Biographies, biographers, and interesting people

A Writer’s Notebook

research photoI’m starting a new book, which is always exciting. Especially since the first step is the research, my favorite part. I think of the research as a mystery to be solved. I start with a few general sources to get the basic framework. Then I follow the clues with one leading to another.

This makes it sound like my research is very orderly, but that’s not the case. As I follow clues, I often end up flying off in several directions trying to research different parts of a book all at once. It’s my special form of procrastination. Researching so many ideas makes me feel like I’m accomplishing something, but the truth is that I’m not making any forward progress.
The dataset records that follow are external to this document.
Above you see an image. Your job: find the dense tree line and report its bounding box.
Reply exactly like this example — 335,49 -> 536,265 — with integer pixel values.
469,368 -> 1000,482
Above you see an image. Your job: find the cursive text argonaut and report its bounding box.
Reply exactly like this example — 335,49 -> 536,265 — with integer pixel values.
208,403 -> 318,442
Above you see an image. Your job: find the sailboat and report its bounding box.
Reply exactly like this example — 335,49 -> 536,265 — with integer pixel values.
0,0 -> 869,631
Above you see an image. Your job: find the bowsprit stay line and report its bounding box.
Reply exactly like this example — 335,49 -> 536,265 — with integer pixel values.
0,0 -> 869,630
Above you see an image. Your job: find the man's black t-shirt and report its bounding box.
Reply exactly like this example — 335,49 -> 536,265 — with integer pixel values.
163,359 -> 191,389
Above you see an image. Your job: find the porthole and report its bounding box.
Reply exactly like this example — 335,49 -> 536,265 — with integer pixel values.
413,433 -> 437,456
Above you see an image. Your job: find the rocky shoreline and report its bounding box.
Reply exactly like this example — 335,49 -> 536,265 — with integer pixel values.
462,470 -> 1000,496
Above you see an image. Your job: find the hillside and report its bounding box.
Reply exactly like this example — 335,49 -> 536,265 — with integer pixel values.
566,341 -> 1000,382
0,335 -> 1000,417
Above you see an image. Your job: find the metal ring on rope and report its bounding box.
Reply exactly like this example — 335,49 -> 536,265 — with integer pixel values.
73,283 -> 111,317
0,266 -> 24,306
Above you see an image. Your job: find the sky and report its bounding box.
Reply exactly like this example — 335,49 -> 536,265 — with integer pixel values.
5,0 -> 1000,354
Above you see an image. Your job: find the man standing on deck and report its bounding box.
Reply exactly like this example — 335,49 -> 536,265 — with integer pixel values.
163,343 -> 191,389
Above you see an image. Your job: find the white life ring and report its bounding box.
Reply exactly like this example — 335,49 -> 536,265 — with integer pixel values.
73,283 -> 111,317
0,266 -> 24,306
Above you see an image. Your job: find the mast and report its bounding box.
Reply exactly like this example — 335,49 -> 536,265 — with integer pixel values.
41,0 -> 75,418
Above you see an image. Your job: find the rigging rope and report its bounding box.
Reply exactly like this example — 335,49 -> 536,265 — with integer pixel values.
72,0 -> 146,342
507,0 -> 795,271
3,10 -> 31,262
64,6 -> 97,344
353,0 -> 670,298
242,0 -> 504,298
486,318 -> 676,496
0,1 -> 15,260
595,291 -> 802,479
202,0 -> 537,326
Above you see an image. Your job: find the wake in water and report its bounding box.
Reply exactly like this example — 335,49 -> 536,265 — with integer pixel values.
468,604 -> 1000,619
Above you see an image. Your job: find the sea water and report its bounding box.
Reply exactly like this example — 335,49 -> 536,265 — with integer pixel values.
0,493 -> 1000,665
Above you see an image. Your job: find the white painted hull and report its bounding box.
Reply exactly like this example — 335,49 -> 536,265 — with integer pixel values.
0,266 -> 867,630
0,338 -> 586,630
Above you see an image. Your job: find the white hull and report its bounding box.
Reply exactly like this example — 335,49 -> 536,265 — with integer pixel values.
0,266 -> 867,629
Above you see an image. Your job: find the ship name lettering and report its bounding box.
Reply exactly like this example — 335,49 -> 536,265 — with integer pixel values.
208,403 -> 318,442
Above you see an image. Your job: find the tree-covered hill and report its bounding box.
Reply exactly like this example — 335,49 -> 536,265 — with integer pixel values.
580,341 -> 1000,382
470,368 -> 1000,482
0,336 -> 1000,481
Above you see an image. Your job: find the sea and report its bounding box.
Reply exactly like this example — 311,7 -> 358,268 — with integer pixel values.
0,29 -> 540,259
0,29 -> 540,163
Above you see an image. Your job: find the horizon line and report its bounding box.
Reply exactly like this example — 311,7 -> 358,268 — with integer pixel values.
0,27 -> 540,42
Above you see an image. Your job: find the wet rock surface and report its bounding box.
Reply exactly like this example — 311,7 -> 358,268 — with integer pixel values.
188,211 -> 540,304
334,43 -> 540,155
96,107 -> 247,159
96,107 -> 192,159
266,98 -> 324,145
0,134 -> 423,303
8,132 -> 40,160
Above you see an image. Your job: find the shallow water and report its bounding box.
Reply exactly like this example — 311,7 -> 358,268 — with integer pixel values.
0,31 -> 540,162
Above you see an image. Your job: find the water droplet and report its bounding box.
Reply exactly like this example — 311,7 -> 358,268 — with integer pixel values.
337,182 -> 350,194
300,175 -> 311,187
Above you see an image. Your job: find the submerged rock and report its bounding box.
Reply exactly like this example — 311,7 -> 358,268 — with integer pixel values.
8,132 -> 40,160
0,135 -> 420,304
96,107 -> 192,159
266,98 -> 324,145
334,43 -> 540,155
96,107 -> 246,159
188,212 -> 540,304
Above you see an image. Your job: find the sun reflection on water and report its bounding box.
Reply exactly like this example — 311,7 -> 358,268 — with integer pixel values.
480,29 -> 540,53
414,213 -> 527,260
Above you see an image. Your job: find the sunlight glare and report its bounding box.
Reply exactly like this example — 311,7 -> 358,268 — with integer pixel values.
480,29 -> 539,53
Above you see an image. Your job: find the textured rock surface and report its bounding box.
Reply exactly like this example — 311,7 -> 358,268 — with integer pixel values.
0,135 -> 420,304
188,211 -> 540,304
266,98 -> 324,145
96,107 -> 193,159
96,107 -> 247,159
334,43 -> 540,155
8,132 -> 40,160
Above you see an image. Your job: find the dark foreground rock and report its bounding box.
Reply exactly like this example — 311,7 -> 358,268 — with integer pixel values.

Fortunately, I’ve learned to rein myself in a bit thanks to a tip I got from James Cross Giblin at a writers’ conference where he was speaking. He said that he always kept a notebook nearby when he was researching. When he got an idea he wanted to pursue further, he jotted it down in the notebook as something to investigate later. It was a way to make sure he wouldn’t forget that thought, but in the meantime, he could focus on the idea at hand. So I began keeping a notebook for each book. It has helped make my research time more productive.

In addition to jotting down ideas to check out later, I make notes about possible sources. Often the author of one source refers to another reference that I want to check, but following that clue when I’m in the middle of a productive writing or researching cycle is not a good use of my time. So I add the source to my notebook and check it out later.

Finally, I use the notebook as a place to store whole paragraphs that I might use in the text. I don’t set out to write paragraphs, but sometimes passages come to me and I don’t want to lose them. So they go into the notebook. A bonus is that those pre-written paragraphs help when I’m struggling to write the first draft.

I still tend to fly off in several directions at once when I’m researching. The excitement of a new book is hard to control. But my notebook can usually get me back on course. It helps me focus on following each clue one at a time.

Comments on: "A Writer’s Notebook" (1)

  1. Barbara Thompson said:

    Thanks for the research and organization tips, Barb.